California Governor Arnold Schwarzenegger embraces Special Olympics athlete Wang Xiaoyu in Beijing

The American politician most beloved in China arrived in Beijing on Monday, flanked by a 79-strong delegation of businessmen, lobbyists and anyone else eager to cash in on the Chinese economic miracle. Back home, there was much talk about how the trip to the Middle Kingdom would divert attention from the U.S. leader's political woes, as his popularity polls sunk to record lows. But in China, he reveled in a red-carpet welcome and greeted screaming schoolchildren who lined his path just to catch a glimpse of their hero. No, this wasn't President George W. Bush—who will arrive in China for a state visit on Saturday—it was California governor Arnold Schwarzenegger, better known in China as Shi Wa Xin Ge.

Days after California voters had handed their governor his biggest political defeat yet by rejecting all four of his ballot initiatives on Nov. 8, Shi Wa Xin Ge was mobbed by the Chinese public on whose minds the verdict of California voters on matters such as tenure for public-school teachers did not weigh heavily. Schwarzenegger's action flicks were among the first Hollywood blockbusters that made it to China courtesy of bootleg videotapes, and the nation rewarded the Austrian-born actor by hosting a week-long Arnold Schwarzenegger Film Festival in 2000—the first and only Chinese event of its kind honoring a Western movie star.

Many Chinese are skeptical of President Bush, who will spend three days in China as part of his Asian tour, but that has hardly cooled their ardor for the Governator—few here know that the two are from the same political party or that Arnie mentioned the Tiananmen massacre in his GOP Convention speech last year. "If I lived in California, I'd vote for him," says Liu Tianyu, a project manager for a multinational firm in Shanghai. "I don't know much about his politics, but he has a very charming attitude."

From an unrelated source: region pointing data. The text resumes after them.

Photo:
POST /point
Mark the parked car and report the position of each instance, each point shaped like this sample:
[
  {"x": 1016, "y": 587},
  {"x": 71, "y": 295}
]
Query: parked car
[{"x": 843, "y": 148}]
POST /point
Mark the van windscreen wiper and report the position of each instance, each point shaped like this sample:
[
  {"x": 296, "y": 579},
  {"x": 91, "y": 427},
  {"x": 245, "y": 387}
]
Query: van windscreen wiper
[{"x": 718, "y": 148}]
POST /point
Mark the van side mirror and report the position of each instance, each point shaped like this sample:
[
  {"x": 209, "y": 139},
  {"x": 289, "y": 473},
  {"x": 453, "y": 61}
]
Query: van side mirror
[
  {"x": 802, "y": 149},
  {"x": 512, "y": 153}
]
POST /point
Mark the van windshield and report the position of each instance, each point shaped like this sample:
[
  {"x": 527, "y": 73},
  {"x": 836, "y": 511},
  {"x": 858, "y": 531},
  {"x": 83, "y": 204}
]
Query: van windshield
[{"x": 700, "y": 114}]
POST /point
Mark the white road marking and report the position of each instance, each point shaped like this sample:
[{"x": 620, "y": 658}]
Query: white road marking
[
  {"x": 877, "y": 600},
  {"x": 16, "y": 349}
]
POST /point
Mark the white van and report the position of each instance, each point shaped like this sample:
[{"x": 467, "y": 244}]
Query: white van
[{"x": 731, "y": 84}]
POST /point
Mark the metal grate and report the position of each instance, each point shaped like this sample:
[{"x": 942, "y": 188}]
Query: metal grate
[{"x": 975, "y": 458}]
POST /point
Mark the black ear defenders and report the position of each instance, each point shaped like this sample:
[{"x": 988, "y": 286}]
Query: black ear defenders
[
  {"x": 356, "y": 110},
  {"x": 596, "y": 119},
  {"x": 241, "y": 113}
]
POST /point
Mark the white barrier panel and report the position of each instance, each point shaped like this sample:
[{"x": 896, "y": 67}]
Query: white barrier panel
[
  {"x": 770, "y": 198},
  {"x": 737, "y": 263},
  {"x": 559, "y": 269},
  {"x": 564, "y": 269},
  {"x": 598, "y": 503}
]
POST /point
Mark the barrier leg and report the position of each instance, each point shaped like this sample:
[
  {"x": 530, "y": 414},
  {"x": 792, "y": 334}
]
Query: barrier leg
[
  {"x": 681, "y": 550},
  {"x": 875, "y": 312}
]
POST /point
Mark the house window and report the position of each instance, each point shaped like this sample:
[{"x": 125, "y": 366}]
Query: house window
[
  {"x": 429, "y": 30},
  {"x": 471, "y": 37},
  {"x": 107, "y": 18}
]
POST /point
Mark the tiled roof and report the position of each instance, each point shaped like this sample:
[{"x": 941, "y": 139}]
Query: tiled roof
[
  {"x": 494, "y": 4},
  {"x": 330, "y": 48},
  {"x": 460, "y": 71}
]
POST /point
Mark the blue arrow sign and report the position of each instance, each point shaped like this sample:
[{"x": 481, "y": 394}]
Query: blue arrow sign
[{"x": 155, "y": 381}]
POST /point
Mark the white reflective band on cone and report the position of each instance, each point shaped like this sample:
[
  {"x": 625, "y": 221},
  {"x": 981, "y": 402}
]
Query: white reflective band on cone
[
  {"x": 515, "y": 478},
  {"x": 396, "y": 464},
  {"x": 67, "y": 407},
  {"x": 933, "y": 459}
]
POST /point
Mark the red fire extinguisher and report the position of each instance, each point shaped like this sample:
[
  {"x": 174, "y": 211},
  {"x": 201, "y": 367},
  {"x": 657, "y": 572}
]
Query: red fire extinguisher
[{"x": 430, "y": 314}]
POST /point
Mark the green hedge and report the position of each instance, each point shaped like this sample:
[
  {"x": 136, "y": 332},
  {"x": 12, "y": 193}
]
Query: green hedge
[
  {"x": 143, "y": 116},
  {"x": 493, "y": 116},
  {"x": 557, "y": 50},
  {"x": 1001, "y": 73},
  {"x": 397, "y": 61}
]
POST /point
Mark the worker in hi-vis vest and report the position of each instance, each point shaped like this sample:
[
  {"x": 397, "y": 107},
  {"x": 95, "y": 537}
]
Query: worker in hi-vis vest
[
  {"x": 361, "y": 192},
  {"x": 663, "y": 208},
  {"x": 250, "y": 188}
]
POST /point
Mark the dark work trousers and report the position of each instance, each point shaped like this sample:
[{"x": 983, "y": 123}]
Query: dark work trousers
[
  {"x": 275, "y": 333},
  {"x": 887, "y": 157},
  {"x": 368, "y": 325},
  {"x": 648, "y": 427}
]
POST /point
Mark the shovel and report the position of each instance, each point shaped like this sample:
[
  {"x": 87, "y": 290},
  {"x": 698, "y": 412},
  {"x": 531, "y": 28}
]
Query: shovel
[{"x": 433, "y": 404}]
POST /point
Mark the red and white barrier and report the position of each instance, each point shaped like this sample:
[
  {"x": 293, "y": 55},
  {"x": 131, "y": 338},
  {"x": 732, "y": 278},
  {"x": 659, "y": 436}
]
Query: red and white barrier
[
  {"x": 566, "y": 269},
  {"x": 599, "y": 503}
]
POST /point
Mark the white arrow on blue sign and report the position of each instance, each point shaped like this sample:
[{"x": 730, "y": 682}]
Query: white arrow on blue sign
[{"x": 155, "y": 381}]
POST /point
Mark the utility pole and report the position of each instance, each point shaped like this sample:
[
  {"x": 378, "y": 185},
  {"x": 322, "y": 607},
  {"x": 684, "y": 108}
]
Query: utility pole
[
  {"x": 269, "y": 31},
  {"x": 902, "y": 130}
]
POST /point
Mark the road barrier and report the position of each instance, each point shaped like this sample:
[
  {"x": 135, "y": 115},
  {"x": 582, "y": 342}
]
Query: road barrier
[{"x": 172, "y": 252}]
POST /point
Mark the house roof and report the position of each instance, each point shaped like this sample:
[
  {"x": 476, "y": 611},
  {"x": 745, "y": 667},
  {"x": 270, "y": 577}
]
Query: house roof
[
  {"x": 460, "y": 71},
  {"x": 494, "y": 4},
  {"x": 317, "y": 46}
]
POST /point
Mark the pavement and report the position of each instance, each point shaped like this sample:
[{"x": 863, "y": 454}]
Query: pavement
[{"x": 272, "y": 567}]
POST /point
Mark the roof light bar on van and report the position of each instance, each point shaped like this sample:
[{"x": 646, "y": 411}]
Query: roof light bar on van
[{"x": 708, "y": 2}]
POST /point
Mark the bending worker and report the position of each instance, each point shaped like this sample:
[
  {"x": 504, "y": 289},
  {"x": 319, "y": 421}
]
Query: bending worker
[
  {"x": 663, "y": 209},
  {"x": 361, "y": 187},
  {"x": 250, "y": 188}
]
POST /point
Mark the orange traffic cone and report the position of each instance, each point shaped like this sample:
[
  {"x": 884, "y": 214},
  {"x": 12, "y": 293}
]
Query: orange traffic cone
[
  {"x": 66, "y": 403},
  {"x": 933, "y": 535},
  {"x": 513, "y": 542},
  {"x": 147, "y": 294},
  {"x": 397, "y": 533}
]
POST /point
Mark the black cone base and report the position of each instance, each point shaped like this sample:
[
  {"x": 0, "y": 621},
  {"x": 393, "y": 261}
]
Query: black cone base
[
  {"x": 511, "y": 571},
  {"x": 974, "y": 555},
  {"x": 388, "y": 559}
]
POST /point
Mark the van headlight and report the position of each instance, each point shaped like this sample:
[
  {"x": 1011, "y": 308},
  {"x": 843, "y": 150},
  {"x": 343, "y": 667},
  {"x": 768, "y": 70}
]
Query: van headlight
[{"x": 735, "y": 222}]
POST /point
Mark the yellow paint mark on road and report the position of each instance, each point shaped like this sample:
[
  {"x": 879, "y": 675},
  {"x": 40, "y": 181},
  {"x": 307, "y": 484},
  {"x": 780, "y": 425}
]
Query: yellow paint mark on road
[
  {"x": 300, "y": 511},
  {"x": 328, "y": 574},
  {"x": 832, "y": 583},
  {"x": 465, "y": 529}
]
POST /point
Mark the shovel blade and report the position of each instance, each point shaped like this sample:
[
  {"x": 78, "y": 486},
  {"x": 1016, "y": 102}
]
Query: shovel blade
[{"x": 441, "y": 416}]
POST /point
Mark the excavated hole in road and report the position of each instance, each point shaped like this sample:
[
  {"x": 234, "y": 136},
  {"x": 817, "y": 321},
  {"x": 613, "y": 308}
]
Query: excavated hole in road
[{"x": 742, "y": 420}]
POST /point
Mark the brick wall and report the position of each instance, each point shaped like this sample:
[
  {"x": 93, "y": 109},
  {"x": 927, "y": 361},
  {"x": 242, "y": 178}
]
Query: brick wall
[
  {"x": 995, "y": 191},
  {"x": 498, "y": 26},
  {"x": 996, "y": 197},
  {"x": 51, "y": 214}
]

Certainly, Schwarzenegger will need all of his charm when he shifts the trip's focus from selling Californian products—think of all the Napa Valley wine that the Chinese could quaff!—to convincing China to combat the rampant piracy of Hollywood films and Silicon Valley software. On Thursday, the Governor will attend a premiere of the newest Harry Potter movie in Shanghai, although pirated copies of the film are already widely available in the city.

Some Chinese, however, aren't too concerned with Schwarzenegger's Hollywood credentials. Pan Jiancai, a senior advisor at Zhejiang Mingdian Shoe Co., will be dining at Beijing's Great Hall of the People with the Governor and his trade delegation on Tuesday night. "I don't care if he's a movie star," says Pan. "All we want is the chance to exchange name cards with American businessmen." As befits a member of China's emerging entrepreneurial class, Pan puts business ahead of entertainment any day.